Dans l’atelier de teinturerie de son père, Kiwa (Fujiko Yamamoto), jeune femme indépendante, créée des tissus imprimés qui rencontrent un certain succès auprès de la clientèle bourgeoise. A trente ans, cette célibataire endurcie qui refuse toutes avances des hommes, tombe néanmoins sous le charme d’un des ses clients, M. Takemura (Ken Uehara). Professeur à l’université, marié et père d’une lycéenne, ce dernier cache un lourd secret.
Le distributeur Carlotta Films, un des acteurs majeurs de la réédition du cinéma de patrimoine, propose avec Rivière de nuit – titre magnifique – un nouveau chef d’œuvre venu du Japon après, entre de nombreux autres, le sublime Fleur pâle (Masahiro Shinoda, 1964) sorti il y a quelques mois. Inédit sur les écrans français, Rivière de nuit est réalisé en 1956 par le cinéaste Kôzaburô Yoshimura (1911-2000), considéré comme un des héritiers de Kenji Mizoguchi (1898-1956).
Si l’action du film se situe dans les années d’après-guerre à Kyōto, l’ancienne capitale du Japon reléguée en ville de province, les nombreux allers-retours qu’effectue la gracieuse Kiwa à Tokyo rendent compte de l’ambition de la femme d’affaire, en constante recherche de clientèle aisée pour vendre ses tissus.
Trentenaire que son père aimerait voir mariée, Kiwa n’est plus une jeune fille et pas encore une femme mûre dans ce Japon de l’après-guerre, un pays qui s’engage à toute vitesse dans la voie de la modernité.

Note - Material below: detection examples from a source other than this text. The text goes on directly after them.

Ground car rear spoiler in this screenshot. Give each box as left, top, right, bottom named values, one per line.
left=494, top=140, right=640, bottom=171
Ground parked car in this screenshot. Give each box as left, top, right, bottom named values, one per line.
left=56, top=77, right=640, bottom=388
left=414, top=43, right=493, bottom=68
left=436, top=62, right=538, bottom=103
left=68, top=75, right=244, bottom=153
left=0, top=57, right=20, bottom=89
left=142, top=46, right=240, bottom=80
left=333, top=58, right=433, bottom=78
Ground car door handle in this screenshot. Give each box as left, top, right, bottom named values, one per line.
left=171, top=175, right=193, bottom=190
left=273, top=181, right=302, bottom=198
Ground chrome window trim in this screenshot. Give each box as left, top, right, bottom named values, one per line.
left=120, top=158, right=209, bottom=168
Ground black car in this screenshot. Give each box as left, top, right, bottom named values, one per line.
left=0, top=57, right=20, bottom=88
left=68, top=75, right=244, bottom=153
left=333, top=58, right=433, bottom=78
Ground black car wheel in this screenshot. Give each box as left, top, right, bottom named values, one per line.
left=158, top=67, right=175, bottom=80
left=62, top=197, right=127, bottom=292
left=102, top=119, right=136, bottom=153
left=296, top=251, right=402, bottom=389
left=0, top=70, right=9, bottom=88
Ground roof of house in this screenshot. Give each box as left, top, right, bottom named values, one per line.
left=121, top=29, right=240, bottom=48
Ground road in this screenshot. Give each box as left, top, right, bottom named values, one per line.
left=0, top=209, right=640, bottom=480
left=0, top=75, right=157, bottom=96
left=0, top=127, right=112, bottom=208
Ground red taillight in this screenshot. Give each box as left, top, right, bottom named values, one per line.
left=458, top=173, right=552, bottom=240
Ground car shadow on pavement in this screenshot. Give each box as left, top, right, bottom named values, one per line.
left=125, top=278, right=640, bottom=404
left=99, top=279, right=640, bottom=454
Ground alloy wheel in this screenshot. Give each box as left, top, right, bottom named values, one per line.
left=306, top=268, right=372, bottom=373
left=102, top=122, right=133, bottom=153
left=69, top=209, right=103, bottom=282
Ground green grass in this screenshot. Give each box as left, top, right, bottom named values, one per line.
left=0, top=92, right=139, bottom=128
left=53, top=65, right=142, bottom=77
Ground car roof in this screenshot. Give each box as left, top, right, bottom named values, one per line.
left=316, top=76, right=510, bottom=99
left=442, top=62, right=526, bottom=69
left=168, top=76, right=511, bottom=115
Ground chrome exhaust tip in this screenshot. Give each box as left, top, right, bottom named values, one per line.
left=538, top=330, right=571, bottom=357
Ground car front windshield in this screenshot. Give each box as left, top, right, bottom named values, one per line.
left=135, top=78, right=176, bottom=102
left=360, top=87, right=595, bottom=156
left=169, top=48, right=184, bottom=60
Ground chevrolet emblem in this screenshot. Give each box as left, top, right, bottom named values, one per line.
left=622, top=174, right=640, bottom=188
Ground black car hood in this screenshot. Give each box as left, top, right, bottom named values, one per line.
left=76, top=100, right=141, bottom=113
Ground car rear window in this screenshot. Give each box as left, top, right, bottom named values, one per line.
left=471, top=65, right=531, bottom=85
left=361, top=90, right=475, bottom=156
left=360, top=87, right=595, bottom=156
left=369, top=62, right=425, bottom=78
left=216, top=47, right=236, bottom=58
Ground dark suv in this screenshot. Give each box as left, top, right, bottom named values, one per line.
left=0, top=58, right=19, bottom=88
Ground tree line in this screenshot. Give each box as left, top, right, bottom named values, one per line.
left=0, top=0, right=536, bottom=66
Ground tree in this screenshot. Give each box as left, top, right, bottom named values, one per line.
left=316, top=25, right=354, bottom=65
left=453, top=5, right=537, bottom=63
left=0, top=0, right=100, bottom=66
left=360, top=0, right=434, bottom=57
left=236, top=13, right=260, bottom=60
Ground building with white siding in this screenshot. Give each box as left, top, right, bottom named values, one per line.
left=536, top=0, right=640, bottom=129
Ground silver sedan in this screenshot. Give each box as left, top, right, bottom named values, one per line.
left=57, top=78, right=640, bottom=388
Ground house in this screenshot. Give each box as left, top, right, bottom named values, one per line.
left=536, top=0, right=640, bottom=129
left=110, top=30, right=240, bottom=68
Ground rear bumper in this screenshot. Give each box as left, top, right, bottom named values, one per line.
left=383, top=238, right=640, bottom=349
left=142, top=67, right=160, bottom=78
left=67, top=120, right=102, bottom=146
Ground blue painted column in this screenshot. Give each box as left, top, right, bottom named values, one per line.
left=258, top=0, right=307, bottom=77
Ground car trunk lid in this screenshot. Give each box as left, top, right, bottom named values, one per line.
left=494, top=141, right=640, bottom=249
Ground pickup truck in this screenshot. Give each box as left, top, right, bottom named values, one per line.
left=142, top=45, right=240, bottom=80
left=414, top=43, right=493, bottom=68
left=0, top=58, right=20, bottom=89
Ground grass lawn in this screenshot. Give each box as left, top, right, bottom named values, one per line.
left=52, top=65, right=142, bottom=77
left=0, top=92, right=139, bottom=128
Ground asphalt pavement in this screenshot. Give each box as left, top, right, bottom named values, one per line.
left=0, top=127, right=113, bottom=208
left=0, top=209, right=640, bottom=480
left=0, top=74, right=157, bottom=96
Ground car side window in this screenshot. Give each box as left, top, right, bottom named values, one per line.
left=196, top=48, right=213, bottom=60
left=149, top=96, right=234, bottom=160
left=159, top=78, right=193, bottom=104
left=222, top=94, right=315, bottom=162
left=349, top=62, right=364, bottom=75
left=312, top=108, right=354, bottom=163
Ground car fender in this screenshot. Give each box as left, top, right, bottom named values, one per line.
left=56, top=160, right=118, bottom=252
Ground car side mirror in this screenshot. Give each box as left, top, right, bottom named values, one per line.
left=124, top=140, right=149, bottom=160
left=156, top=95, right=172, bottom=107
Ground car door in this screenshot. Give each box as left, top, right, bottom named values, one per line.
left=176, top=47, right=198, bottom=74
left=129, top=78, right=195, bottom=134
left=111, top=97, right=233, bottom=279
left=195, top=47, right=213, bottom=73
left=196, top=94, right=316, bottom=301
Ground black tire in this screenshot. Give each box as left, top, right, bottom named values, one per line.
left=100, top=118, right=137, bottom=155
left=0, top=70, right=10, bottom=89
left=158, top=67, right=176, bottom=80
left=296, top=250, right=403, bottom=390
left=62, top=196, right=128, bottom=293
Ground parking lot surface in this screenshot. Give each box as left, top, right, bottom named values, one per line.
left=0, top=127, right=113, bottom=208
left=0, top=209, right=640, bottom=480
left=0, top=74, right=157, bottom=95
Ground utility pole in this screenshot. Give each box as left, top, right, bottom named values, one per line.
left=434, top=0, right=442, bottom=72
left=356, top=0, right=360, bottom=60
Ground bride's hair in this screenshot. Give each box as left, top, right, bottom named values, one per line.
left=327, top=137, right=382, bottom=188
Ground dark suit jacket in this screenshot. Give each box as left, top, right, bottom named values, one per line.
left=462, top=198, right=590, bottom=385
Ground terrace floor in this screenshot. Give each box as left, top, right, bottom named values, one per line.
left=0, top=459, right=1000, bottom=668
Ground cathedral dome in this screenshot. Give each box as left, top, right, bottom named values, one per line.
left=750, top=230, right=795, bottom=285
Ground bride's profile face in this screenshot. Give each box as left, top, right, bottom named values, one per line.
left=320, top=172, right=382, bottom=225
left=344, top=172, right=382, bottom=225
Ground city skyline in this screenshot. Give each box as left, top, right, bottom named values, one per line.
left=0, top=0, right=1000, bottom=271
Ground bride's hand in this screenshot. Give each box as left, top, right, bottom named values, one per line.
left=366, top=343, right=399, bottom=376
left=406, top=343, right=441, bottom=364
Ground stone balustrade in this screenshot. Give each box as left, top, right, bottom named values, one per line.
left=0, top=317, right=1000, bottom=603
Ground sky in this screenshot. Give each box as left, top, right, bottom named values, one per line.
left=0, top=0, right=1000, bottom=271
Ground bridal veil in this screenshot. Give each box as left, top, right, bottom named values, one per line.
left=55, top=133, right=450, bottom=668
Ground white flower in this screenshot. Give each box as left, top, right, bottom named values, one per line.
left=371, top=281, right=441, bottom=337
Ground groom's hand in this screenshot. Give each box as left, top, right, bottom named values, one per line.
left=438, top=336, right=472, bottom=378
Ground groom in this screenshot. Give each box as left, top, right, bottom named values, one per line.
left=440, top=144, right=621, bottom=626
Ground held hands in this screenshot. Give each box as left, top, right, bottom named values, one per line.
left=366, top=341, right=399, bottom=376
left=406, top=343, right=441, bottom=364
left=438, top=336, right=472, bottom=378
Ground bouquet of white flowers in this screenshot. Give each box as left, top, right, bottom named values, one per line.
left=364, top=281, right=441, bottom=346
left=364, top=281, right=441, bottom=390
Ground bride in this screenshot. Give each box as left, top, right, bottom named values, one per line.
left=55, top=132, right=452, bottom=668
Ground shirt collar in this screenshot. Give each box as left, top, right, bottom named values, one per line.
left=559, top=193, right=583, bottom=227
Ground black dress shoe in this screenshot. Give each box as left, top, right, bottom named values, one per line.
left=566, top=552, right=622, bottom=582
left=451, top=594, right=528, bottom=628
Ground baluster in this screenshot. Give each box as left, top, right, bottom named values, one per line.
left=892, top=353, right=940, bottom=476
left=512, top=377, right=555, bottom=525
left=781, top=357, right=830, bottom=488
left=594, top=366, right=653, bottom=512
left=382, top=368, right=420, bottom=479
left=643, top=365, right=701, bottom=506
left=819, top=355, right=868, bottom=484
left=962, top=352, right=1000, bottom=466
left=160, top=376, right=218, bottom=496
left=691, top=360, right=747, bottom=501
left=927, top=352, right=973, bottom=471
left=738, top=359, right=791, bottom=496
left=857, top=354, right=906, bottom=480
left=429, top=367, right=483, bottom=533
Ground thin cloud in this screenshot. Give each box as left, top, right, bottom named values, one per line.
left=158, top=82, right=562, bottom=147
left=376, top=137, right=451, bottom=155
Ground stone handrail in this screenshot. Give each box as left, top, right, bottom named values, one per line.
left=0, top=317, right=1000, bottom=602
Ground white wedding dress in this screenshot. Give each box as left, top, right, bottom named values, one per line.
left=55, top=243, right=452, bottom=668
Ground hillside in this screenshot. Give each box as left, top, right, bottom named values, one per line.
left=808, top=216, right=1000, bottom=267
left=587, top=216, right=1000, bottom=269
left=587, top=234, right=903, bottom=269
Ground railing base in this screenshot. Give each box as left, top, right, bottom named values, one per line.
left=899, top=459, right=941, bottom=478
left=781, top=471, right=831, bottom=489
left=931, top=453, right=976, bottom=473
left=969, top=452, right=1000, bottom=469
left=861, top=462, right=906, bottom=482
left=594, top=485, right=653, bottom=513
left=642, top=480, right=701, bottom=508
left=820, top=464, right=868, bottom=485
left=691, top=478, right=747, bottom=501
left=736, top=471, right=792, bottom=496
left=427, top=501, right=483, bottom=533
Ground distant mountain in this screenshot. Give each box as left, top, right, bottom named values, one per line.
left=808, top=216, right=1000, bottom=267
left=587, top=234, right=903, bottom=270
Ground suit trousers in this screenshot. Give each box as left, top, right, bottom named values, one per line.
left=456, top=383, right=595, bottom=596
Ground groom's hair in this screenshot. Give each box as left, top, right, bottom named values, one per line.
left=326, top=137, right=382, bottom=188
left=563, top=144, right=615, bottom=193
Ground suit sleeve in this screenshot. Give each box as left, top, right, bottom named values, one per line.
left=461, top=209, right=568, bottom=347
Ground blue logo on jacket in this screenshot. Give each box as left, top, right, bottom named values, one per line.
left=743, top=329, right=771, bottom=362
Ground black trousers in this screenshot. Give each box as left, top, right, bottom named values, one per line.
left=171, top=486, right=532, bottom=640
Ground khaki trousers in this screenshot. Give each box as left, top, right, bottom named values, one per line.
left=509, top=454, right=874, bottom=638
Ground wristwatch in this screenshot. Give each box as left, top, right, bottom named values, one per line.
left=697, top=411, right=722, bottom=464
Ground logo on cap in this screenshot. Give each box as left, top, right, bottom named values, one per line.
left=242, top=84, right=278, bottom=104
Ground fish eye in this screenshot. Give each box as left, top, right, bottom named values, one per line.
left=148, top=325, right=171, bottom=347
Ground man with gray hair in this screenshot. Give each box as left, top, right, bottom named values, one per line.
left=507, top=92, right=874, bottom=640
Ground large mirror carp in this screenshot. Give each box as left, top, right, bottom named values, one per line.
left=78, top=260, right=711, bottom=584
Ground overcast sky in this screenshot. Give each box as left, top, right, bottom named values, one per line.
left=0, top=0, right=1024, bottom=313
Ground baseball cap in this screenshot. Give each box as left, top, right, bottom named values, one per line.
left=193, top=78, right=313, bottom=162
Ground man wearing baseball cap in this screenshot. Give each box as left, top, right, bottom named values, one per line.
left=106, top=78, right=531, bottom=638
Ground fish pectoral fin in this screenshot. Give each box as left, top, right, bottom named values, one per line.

Ses créations – des kimonos traditionnels sur lesquels elle ajoute des touches avant-gardistes de teinture – reflètent bien l’état d’esprit de la jeune femme, ancrée dans la tradition et entrant néanmoins à petits pas vers le modernisme. Maîtresse de son destin, Kiwa est pourtant troublée par la passion amoureuse qu’elle éprouve pour un homme d’âge mûr.
Mélodrame aux couleurs resplendissantes, l’élégante mise en scène de Yoshimura et l’image du chef-opérateur Kazuo Miyagawa, à qui l’on doit Rashômon ou L’Intendant Sansho, subliment ce récit amoureux porté par la ravissante Fujiko Yamamoto (Fleurs d’équinoxe, Yasujiro Ozu, 1969). De facture très classique et doté de plans savamment étudiés, Rivière de nuit est une indéniable et majeure découverte.